Le responsable évoque aussi un bilan humain très fort. « En Libye, Kadhafi est venu sur le bateau. Il s’est rendu compte que dans le monde, d’autres gens faisaient de la science. Ça reste marqué dans la tête, ça. Il y a eu des rencontres incroyables. Cette expédition, on va en parler pendant cent ans ». Éric Karsenti, directeur scientifique et, surtout, spécialiste de biologie cellulaire au laboratoire européen de génie moléculaire d’Heidelberg (Allemagne), reconnaît qu’il s’y connaissait peu en plancton. « Je suis passé de la cellule à la planète et aux organismes qui régulent notre climat ! Nous voici aujourd’hui avec une masse d’informations considérables sur ce qui est à la base de la chaîne alimentaire et fournit la moitié de ce que l’on respire. Sans les planctons, nous n’existerions pas et la planète ne serait pas bleue. La population n’en a pas conscience.

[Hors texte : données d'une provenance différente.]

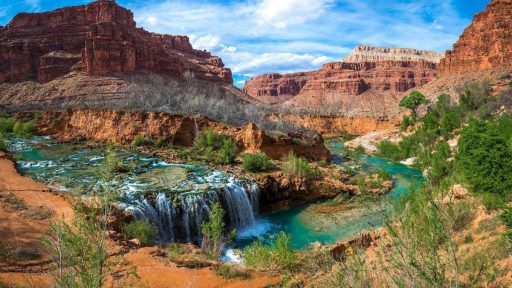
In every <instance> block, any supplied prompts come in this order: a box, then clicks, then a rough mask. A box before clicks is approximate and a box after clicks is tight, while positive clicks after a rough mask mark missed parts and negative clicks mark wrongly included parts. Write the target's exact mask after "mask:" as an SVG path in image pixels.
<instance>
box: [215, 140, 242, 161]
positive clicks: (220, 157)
mask: <svg viewBox="0 0 512 288" xmlns="http://www.w3.org/2000/svg"><path fill="white" fill-rule="evenodd" d="M237 152H238V149H237V147H236V145H235V144H234V143H233V140H231V138H228V139H225V140H224V143H223V144H222V147H221V148H220V150H219V152H218V162H219V163H220V164H224V165H225V164H231V163H233V162H234V161H235V158H236V154H237Z"/></svg>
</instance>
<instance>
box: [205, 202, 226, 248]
mask: <svg viewBox="0 0 512 288" xmlns="http://www.w3.org/2000/svg"><path fill="white" fill-rule="evenodd" d="M224 226H225V224H224V210H223V209H222V207H221V206H220V204H219V203H215V204H214V205H213V206H212V209H211V212H210V219H209V220H208V221H207V222H204V223H203V224H201V232H202V233H203V241H202V242H201V248H202V249H203V251H205V252H207V253H208V254H210V255H211V256H212V257H219V256H220V255H221V253H222V249H223V248H224V247H223V246H224V244H225V243H224V241H223V240H224V237H223V235H224Z"/></svg>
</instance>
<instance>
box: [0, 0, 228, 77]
mask: <svg viewBox="0 0 512 288" xmlns="http://www.w3.org/2000/svg"><path fill="white" fill-rule="evenodd" d="M142 70H147V71H152V72H156V73H162V74H167V75H171V76H175V77H180V78H183V77H186V78H195V79H199V80H208V81H216V82H225V83H232V78H231V71H230V70H229V69H226V68H224V64H223V63H222V60H221V59H220V58H219V57H216V56H213V55H211V54H210V53H209V52H206V51H200V50H195V49H193V48H192V45H191V44H190V41H189V38H188V37H187V36H173V35H160V34H154V33H150V32H147V31H145V30H144V29H142V28H137V27H136V23H135V21H134V20H133V13H132V12H131V11H130V10H128V9H125V8H123V7H121V6H119V5H117V4H116V3H115V1H113V0H98V1H95V2H92V3H90V4H88V5H84V6H75V7H66V8H62V9H57V10H54V11H50V12H44V13H33V14H29V13H21V14H18V15H16V16H15V17H14V18H13V19H12V21H11V22H10V23H9V24H7V26H5V27H1V28H0V83H3V82H20V81H26V80H37V81H39V82H40V83H44V82H48V81H51V80H53V79H55V78H57V77H60V76H63V75H65V74H67V73H69V72H70V71H84V72H85V73H86V74H88V75H106V74H112V73H133V72H136V71H142Z"/></svg>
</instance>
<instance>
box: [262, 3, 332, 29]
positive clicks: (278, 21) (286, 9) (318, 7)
mask: <svg viewBox="0 0 512 288" xmlns="http://www.w3.org/2000/svg"><path fill="white" fill-rule="evenodd" d="M332 2H333V1H332V0H279V1H276V0H263V1H262V2H261V3H260V5H259V6H258V7H257V9H256V16H257V17H258V24H259V25H266V24H270V25H273V26H275V27H277V28H279V29H284V28H286V27H287V26H289V25H293V24H301V23H304V22H306V21H308V20H311V19H315V18H317V17H319V16H320V15H322V14H323V13H324V12H325V10H326V9H327V7H328V6H329V5H330V4H332Z"/></svg>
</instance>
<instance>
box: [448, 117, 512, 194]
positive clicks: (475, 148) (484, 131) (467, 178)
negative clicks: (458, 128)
mask: <svg viewBox="0 0 512 288" xmlns="http://www.w3.org/2000/svg"><path fill="white" fill-rule="evenodd" d="M508 141H510V140H509V139H507V136H506V135H504V133H503V131H500V129H499V125H497V124H496V122H494V121H493V122H489V121H473V122H471V123H470V125H469V126H468V127H466V128H465V129H464V130H463V131H462V135H461V138H460V139H459V143H458V155H457V158H458V161H459V162H460V167H461V170H462V173H463V176H464V178H465V179H466V181H467V182H468V183H469V184H470V185H471V186H472V188H473V190H474V191H475V192H478V193H493V194H501V195H503V196H505V194H506V192H510V191H512V177H510V171H512V149H511V147H510V143H509V142H508Z"/></svg>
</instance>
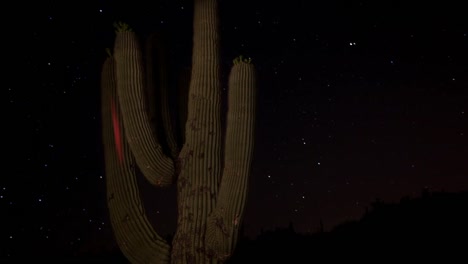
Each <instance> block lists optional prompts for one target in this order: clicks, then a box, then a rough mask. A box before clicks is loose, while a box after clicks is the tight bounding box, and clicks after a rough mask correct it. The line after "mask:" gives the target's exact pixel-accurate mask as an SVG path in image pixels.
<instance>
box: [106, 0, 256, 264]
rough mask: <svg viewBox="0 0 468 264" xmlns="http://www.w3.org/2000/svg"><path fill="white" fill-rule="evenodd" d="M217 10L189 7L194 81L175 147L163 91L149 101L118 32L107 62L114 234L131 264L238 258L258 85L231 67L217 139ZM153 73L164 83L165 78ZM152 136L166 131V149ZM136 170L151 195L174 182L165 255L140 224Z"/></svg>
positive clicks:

C’est pour cela qu’il faut éduquer le public et les politiques, expliquer pourquoi il faut changer le comportement de notre industrie pétrolière ou nucléaire ».

Sur Seine à la rentrée

La mission a eu les honneurs du secrétaire général de l’ONU, Ban Ki-Moon, monté à bord à New York. « C’est grâce à ça que nous irons à Rio en juin, au prochain sommet de la Terre, assure Étienne Bourgois, directeur de Tara Expéditions et fils de la mécène Agnès B.Nous avons pu lui expliquer les enjeux et les fragilités des océans ». Et le responsable de rappeler toute la complexité d’un tel projet. « Dans certains pays, comme l’Inde ou en Arctique avec les Russes, nous n’avons pas eu d’autorisation de prélèvement. Nous devrions pouvoir aller partout ». Prochaine étape : juin2013, avec un tour complet de l’océan Arctique afin d’y parachever l’étude des écosystèmes planctoniques. Avant cela, la goélette va rejoindre Paris, de septembre à janvier2013, sous l’écrin du pontAlexandre III.